Весло сразу ударилось в черную массу, я вздрогнул - может, полувоенный? Но то был труп лошади. Зарница осветила реку. Впереди плыл еще один труп, и еще… Мне казалось, что рядом с конями плывут телеги. И мокрые гимнастерки вздулись на спинах возниц, навсегда окунувших лицо в воду.
Сколько времени мы плыли в этом обозе…
И я старательно отводил глаза от ног Натальи Сергеевны.
Утром мы были в Киришах. Спросили ближайший поезд на Ленинград. Путейцы кивнули на состав, груженный каменным углем.
Наталья Сергеевна достала из сумки две простыни, закутала в них девчонок. Села рядом в своем платье с короткими рукавами - белом в синий цветочек с черными сердцевинками. Я достал из рюкзака свитер, хоть и бумажный, но толстый. Протянул ей.
- Мог и раньше подумать, - сказала она. С того момента, когда мы вылезли на берег, она то ли улыбалась, то ли форма губ у нее стала ироничная.
- Вы спали.
- Женщину для дела всегда разбудить можно. Это во-первых. Во-вторых, не спала, мне было страшно - за всех нас, за всю Россию.
Я угрюмо вытащил из рюкзака две рубашки, стираные, но не глаженые, и надел их поверх той, что была на мне.
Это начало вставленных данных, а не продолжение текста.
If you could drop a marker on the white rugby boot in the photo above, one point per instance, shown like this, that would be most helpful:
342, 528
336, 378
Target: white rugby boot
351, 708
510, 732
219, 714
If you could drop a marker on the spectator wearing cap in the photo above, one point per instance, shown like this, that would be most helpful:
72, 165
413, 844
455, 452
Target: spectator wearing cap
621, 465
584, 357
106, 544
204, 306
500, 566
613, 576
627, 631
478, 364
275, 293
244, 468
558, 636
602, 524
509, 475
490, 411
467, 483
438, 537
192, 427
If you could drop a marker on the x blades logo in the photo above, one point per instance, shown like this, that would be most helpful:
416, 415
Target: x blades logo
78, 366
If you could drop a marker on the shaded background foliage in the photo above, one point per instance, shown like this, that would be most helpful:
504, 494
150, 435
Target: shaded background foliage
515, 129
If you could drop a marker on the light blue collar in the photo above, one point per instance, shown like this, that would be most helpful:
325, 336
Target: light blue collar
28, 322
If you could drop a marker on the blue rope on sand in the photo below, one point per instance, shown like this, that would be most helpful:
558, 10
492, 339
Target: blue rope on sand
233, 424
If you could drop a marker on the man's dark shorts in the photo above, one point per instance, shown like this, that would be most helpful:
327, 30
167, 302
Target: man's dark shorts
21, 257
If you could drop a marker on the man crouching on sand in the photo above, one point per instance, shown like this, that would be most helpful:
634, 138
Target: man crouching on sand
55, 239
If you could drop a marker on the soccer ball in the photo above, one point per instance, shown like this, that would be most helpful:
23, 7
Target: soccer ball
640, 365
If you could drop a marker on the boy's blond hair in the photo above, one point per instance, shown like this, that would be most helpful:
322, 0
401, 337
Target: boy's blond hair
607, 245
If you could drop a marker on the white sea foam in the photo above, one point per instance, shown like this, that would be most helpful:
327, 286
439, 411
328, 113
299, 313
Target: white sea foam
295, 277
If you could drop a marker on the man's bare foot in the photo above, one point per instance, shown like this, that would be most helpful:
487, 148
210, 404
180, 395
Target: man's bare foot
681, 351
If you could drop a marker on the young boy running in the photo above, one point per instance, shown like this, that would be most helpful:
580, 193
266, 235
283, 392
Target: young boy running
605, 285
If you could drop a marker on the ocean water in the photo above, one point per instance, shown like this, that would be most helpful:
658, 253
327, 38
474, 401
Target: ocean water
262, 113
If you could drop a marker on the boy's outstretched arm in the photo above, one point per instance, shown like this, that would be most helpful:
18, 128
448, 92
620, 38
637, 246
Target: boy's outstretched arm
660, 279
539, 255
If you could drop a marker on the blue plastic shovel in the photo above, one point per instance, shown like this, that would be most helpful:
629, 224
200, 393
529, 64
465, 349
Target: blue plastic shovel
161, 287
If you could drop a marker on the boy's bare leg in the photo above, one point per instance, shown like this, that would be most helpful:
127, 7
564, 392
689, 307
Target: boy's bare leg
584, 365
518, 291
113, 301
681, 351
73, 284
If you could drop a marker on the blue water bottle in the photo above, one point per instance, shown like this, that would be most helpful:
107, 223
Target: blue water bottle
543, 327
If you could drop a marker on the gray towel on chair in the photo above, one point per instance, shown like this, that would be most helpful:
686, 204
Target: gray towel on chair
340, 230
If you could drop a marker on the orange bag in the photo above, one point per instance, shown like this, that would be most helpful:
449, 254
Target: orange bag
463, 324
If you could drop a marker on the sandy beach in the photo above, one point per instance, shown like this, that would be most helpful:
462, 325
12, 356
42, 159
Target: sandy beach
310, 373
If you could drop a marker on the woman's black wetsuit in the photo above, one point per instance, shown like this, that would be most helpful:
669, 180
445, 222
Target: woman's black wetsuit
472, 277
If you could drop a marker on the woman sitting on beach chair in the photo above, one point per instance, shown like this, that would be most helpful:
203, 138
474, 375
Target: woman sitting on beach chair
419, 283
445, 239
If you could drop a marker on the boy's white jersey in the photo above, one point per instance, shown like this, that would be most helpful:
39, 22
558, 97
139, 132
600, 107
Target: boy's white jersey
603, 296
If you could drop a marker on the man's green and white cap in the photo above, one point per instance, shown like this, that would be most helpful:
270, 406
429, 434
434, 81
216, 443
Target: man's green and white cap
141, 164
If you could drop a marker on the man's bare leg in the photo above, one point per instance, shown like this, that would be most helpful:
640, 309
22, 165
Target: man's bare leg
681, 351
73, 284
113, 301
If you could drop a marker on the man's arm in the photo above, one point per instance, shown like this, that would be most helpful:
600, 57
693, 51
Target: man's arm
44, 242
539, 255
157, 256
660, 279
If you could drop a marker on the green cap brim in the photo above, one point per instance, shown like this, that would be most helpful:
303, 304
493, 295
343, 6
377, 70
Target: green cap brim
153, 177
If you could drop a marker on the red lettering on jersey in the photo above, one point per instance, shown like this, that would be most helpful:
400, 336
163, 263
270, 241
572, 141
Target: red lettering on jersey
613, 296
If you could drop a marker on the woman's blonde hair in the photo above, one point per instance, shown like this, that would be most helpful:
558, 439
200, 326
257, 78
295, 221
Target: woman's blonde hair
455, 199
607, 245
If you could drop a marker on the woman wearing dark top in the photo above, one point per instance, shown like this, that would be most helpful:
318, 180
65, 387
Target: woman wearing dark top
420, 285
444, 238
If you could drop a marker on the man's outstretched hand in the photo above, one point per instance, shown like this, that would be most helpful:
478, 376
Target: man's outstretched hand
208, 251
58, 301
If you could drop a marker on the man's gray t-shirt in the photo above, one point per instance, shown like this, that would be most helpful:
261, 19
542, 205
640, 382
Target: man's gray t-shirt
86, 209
- Ты прав, капитан, - Наталья Сергеевна раскутала девочек, напялила на них еще по два платья и снова закутала в простыни. Девочек мы посадили между собой и, не дожидаясь, когда состав тронется, все четверо мирно заснули.
Осмыслить настроение ленинградцев августа сорок первого года - дело весьма нелегкое: город наполняли беженцы, но всем еще верилось в некую быструю блистательную победу - вот остановится фронт на заранее подготовленной позиции и покатит назад. И без остановки прямо в гнусное логово. Первые миллионы погибших уже лежали в земле, но для советских людей верховная совесть была еще ничем не запятнанной бронзой, сверкающей нравственным превосходством войн справедливых над войнами несправедливыми, и атеисты гневались, не понимая, как это Бог терпит такую гниду и сволочь Гитлера.
Сейчас понимание войны прямодушное, античное, - смерть, независимо от фирменного знака на атомных головках.
Атомная зима! Неделя - и весь мир в сосульках. Растаяв, они отравят атмосферу густым зловонием, но никто этого не заметит. Никто не поделится воспоминаниями о розах. И ни Фидий, ни сэр Исаак Ньютон не воскреснут на мертвой земле, ни Эль Греко, ни Себастьян Бах не сойдут с пустых небес.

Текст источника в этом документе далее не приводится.